A statutory term describing the cost used to determine your profit or loss from a sale or exchange of property. It is generally your original cost, increased by capital improvements, and decreased by depreciation, depletion, and other capital write-offs.

Adjusted gross income (AGI)

Gross income less allowable adjustments, such as IRA, alimony, and Keogh deductions. AGI determines whether various tax benefits are phased out, such as personal exemptions, itemized deductions, and the rental loss allowance; see 12.1 and modified adjusted gross income (MAGI).

Alimony

Payments made to a separated or divorced spouse as required by a decree or agreement. Qualifying payments are deductible by the payor and taxable to the payee.

Alternative minimum tax (AMT)

A tax triggered if certain tax benefits reduce your regular income tax below the tax computed on Form 6251 for AMT purposes.

Amended return

On Form 1040X, you may file an amended return within a three-year period to claim a refund or correct a mistake made on an original or previously amended return.

Amortizable bond premium

The additional amount paid over the face amount of an obligation that may be deducted.

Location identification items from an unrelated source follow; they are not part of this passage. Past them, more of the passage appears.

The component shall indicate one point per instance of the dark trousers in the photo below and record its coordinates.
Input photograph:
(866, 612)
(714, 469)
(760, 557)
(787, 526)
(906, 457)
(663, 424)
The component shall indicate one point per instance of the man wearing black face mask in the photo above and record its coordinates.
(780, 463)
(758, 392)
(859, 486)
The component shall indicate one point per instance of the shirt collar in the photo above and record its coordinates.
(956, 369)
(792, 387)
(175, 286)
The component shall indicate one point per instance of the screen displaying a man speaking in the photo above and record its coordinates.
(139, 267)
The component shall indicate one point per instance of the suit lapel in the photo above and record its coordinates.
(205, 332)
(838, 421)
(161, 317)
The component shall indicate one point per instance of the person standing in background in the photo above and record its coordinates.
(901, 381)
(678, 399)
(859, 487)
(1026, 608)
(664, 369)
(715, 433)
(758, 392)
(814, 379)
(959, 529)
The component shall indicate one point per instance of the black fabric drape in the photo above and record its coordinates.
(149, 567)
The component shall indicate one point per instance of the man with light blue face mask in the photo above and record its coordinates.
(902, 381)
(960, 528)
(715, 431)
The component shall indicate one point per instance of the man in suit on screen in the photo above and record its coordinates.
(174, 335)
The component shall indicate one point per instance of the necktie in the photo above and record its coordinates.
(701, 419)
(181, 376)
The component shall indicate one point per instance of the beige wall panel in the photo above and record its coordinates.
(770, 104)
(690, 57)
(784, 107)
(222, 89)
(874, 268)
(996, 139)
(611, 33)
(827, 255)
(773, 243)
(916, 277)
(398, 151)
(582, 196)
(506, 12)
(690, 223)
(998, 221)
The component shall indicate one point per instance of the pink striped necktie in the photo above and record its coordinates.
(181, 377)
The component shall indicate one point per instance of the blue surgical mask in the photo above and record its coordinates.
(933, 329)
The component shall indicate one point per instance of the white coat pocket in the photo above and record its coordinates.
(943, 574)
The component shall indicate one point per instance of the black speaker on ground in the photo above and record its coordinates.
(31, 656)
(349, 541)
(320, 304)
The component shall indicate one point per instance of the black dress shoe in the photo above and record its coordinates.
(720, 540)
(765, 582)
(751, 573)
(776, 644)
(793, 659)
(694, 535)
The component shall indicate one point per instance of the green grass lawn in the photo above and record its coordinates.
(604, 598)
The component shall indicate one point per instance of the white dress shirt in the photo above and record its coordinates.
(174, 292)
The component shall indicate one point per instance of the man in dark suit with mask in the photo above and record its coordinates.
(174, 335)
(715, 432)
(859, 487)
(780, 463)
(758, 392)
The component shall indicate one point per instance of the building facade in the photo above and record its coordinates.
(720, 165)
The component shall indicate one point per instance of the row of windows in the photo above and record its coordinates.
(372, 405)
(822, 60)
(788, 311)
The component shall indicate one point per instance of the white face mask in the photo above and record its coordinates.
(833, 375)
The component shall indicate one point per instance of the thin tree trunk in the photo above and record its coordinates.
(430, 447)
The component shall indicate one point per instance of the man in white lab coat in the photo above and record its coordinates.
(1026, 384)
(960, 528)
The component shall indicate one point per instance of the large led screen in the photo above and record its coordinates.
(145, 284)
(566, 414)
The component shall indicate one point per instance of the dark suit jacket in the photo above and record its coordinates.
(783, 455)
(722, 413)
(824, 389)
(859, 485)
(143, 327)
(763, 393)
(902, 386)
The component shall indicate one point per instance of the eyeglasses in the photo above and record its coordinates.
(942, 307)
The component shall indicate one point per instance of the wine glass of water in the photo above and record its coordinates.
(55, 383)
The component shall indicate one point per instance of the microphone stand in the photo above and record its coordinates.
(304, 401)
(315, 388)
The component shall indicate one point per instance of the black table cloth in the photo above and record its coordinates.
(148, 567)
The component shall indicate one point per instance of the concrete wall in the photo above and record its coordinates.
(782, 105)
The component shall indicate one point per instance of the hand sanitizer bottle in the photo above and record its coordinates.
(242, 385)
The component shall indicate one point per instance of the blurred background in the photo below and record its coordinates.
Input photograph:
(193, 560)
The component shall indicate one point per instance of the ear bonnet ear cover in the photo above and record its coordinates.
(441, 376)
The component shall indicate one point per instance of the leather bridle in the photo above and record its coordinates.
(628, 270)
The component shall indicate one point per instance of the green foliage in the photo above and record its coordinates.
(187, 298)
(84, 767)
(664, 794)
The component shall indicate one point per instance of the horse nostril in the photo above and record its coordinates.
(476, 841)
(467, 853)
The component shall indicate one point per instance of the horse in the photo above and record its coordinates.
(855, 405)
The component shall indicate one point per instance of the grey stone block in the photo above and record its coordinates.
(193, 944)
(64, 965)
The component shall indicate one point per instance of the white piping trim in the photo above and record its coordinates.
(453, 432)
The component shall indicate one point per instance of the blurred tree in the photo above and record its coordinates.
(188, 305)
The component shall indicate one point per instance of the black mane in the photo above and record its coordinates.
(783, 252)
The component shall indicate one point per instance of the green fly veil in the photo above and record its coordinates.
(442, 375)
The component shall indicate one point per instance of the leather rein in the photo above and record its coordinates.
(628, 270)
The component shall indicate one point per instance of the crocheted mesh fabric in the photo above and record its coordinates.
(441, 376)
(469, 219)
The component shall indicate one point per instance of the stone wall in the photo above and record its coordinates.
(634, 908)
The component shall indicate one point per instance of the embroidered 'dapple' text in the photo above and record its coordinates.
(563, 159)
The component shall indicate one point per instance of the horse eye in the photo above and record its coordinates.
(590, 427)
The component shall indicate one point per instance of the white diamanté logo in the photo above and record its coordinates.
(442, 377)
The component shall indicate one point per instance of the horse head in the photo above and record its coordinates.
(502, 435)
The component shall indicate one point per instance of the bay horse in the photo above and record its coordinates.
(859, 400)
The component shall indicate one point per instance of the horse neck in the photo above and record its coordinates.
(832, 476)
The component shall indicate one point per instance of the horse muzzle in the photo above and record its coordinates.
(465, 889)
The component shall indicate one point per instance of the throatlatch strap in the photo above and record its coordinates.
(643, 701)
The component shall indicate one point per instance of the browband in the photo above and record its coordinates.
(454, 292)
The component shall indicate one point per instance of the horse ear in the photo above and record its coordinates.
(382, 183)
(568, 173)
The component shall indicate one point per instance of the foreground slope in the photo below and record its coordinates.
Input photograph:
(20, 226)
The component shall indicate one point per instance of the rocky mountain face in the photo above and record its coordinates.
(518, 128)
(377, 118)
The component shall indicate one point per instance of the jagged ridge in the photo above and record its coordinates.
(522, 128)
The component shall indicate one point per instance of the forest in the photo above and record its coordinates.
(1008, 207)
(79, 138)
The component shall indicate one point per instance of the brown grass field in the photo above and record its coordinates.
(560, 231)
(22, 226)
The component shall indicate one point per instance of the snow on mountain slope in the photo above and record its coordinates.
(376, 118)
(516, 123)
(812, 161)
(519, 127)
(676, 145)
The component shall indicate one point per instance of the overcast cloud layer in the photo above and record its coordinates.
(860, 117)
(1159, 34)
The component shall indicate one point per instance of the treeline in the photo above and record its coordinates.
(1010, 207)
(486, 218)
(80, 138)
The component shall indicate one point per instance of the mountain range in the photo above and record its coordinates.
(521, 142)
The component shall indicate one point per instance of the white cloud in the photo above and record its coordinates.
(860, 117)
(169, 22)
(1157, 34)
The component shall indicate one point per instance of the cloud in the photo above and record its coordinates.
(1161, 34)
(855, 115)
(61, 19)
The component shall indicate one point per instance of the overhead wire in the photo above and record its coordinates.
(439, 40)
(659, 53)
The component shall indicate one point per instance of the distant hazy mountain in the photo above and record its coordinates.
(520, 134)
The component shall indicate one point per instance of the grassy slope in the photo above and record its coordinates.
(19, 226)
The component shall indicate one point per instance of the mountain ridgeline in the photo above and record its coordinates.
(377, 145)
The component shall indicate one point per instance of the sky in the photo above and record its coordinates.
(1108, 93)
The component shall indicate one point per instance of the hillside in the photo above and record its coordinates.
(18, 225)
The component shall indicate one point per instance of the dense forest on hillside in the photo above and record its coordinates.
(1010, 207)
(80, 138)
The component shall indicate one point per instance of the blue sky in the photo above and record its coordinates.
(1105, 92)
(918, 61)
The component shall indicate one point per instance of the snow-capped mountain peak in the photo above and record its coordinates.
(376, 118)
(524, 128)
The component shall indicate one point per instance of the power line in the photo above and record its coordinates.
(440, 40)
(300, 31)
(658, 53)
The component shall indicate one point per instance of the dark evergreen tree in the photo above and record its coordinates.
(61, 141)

Amortization of intangibles

Writing off an investment in intangible assets over the projected life of the assets.

Amount realized

A statutory term used to figure your profit or loss on a sale or exchange. Generally, it is sales proceeds plus mortgages assumed or taken subject to, less transaction expenses, such as commissions and legal costs.

Amount recognized

The amount of gain reportable and subject to tax. On certain tax-free exchanges of property, gain is not recognized in the year it is realized.

Annualized rate

A rate for a period of less than a year computed as though for a full year.

Annuity

An annual payment of money by a company or individual to a person called the annuitant. Payment is for a fixed period or the life of the annuitant. Tax consequences depend on the type of contract and funding.

Applicable federal rate

Interest rate fixed by the Treasury for determining imputed interest.

Appreciation in value

Increase in value of property due to market conditions. When you sell appreciated property, you pay tax on the appreciation since the date of purchase. When you donate appreciated property held long term, you may generally deduct the appreciated value.

Archer Medical Savings Account (MSA)

A type of medical plan combining high deductible medical insurance protection with an IRA-type savings account fund to pay unreimbursed medical expenses.

Assessment

The IRS action of fixing tax liability that sets in motion collection procedures, such as charging interest, imposing penalties, and, if necessary, seizing property.

Asset

Any item of economic value owned by an individual or corporation. Current assets can typically be converted to cash quickly, but also includes cash. Current assets are recorded on the balance sheet and can include checking accounts, savings accounts, accounts receivable, prepayments and deposits.

Assignment

The legal transfer of property, rights, or interest to another person called an assignee. You cannot avoid tax on income by assigning the income to another person.

At-risk rules

Rules limiting loss deductions to cash investments and personal liability notes. An exception for real estate treats certain nonrecourse commercial loans as amounts "at risk."

Audit

An IRS examination of your tax return, generally limited to a three-year period after you file.

Away from home

A tax requirement for deducting travel expenses on a business trip. Sleeping arrangements are required for at least one night before returning home.